Outro plano-sequência memorável está em Boogie Nights (1997), de Paul Thomas Anderson. O filme narra a história de um jovem que entra na indústria pornográfica. Quando o protagonista, Dirk Diggler (interpretado por Mark Wahlberg), entra no clube adulto pela primeira vez, Anderson usa um plano-sequência longuíssimo para mostrar todo o estabelecimento, permitindo que conheçamos o ambiente e nos inserindo na realidade daquele universo como se fôssemos o próprio protagonista. É uma cena indispensável para a trama e antológica.
De maneira parecida, Quentin Tarantino usou o plano-sequência em Kill Bill: Volume 1 (2003). Na famosa cena no restaurante japonês “House of Blue Leaves”, quando a Noiva (Uma Thurman) enfrenta o grupo de assassinos “Crazy 88”, a câmera acompanha a ação sem cortes evidentes, capturando a intensidade do momento. A trilha sonora, com a banda japonesa The 5.6.7.8’s, contribui para a atmosfera eletrizante e inesquecível.
No cinema argentino, para os amantes de futebol, há uma icônica cena de perseguição em O Segredo dos Seus Olhos (El Secreto de Sus Ojos, 2009), de Juan José Campanella. Ela ocorre no lendário estádio do Racing Club, conhecido como “El Cilindro”. A sequência começa com um impressionante plano aéreo do estádio e, em seguida, mergulha na multidão, capturando a tensão crescente enquanto os personagens principais, Benjamín Espósito (Ricardo Darín) e Pablo Sandoval (Guillermo Francella), buscam o suspeito Ricardo Morales. A perseguição continua pelas arquibancadas e termina dramaticamente no gramado, envolvendo jogadores, torcedores e policiais, tudo em um cenário caótico e eletrizante.
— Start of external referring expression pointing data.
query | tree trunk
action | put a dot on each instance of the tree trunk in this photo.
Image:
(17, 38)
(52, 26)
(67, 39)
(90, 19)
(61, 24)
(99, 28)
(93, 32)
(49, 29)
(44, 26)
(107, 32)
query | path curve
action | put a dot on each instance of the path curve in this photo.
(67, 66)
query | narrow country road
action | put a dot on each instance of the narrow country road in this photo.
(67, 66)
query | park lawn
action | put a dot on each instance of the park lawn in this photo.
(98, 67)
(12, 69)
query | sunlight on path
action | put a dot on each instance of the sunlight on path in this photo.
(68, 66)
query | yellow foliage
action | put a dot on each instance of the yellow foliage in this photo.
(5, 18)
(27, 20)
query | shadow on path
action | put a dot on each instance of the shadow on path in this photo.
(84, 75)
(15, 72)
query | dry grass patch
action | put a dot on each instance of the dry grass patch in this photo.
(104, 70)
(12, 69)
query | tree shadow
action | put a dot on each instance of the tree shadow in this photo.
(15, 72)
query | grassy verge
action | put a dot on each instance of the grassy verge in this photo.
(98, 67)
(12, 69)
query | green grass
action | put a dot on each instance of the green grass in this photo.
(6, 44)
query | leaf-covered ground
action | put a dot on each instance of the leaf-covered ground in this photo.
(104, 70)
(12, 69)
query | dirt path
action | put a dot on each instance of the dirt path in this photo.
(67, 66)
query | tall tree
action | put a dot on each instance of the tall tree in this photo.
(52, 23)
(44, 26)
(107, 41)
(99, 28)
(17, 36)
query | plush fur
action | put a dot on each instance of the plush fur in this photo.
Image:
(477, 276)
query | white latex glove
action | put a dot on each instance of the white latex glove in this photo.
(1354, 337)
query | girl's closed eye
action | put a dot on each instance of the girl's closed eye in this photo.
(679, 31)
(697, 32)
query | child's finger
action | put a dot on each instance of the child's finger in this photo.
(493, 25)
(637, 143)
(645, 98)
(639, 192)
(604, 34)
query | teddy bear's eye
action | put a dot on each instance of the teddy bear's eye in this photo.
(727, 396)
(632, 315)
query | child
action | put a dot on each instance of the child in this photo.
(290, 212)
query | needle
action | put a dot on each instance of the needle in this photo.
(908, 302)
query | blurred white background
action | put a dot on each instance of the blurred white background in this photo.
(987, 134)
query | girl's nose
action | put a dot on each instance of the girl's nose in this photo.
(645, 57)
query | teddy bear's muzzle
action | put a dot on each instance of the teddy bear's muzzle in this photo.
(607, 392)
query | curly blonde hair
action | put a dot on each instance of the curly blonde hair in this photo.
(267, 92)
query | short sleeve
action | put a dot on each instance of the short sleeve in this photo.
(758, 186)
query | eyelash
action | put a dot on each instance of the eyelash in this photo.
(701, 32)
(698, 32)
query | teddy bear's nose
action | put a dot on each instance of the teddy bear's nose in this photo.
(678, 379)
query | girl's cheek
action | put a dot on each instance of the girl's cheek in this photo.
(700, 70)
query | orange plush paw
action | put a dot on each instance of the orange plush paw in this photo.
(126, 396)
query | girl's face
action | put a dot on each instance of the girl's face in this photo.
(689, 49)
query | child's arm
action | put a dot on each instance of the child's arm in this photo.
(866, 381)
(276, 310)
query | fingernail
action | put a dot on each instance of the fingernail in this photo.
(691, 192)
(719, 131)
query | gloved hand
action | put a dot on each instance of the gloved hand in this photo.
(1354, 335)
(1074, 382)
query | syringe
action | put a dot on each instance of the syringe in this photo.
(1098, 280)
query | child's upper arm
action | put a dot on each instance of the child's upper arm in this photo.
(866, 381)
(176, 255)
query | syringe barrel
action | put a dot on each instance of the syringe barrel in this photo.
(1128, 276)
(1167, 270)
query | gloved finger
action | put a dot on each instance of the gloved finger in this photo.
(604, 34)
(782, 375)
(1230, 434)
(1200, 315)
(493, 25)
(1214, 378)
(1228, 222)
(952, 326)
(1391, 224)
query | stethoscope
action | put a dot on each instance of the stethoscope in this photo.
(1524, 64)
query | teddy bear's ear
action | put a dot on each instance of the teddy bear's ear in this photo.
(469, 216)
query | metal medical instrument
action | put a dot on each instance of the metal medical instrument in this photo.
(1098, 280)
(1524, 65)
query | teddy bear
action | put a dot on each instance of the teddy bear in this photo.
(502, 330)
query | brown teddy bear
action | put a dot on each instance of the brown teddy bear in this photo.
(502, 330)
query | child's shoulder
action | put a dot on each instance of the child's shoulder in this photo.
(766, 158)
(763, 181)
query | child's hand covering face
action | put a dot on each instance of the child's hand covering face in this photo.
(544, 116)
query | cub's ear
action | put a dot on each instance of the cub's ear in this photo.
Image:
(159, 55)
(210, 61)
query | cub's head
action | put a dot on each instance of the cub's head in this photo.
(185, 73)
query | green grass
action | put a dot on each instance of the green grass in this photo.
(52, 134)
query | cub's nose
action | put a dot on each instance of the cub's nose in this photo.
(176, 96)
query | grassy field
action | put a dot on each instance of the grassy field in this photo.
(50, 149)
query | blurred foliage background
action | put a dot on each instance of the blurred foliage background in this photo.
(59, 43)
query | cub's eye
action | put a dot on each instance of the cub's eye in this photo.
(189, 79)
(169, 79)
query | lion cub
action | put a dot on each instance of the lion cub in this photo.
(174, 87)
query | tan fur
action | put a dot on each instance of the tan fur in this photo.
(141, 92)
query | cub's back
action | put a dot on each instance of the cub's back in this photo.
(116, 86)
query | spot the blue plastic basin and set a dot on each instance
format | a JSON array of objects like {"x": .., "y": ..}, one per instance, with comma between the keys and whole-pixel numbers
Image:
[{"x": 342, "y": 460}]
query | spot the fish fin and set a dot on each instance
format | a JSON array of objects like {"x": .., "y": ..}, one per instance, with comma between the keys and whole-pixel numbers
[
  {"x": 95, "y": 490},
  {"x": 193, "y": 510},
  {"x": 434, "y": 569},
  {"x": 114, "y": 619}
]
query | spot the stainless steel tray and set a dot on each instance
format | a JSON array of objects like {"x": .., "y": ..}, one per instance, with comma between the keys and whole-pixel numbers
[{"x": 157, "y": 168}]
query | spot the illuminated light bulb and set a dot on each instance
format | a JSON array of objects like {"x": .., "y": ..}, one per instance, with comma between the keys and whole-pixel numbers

E por último, eu não poderia deixar de mencionar a cena mais emocionante, antológica, marcante e poética de todos os tempos, que é de Cinema Paradiso (Nuovo Cinema Paradiso, 1988), de Giuseppe Tornatore. (Aqui contém spoiler). Se você vive em Marte e ainda não viu esse filme, dê essa dádiva a você mesmo e veja, se possível, hoje mesmo.
Se você não se emociona com esse filme, há grandes chances de você ser um sociopata. Deveria até ser um teste para identificar potenciais psicopatas: quem não chorar na cena final, é porque tem um desvio patológico grave.
O filme é uma história de amor. Mas não é uma história de amor qualquer. É uma história de amor e amizade improvável entre um velho e um garoto, unidos pela paixão pelo cinema. Alfredo (Philippe Noiret), o velho que opera o cinema da cidade, transmite sua paixão para o garoto Totò (Salvatore Cascio, na infância, e Jacques Perrin, na fase adulta), que no futuro se torna um cineasta famoso.
Um dia, Alfredo morre e deixa um presente para Totò: um rolo de película cinematográfica. Quando o cineasta volta para casa e assiste ao rolo em seu projetor particular, vem a grande surpresa: são todas as cenas de beijos que o padre da cidade havia censurado, recortadas e montadas como um único filme. Esse momento mágico, em que Totò assiste à montagem, é a personificação do amor pelo cinema, da criatividade e da poesia.
Devo dizer que, em sua genialidade guiada pelo seu amor ao cinema, Tornatore produziu a cena mais bonita de toda a história do cinema, encerrando esse texto com chave de ouro.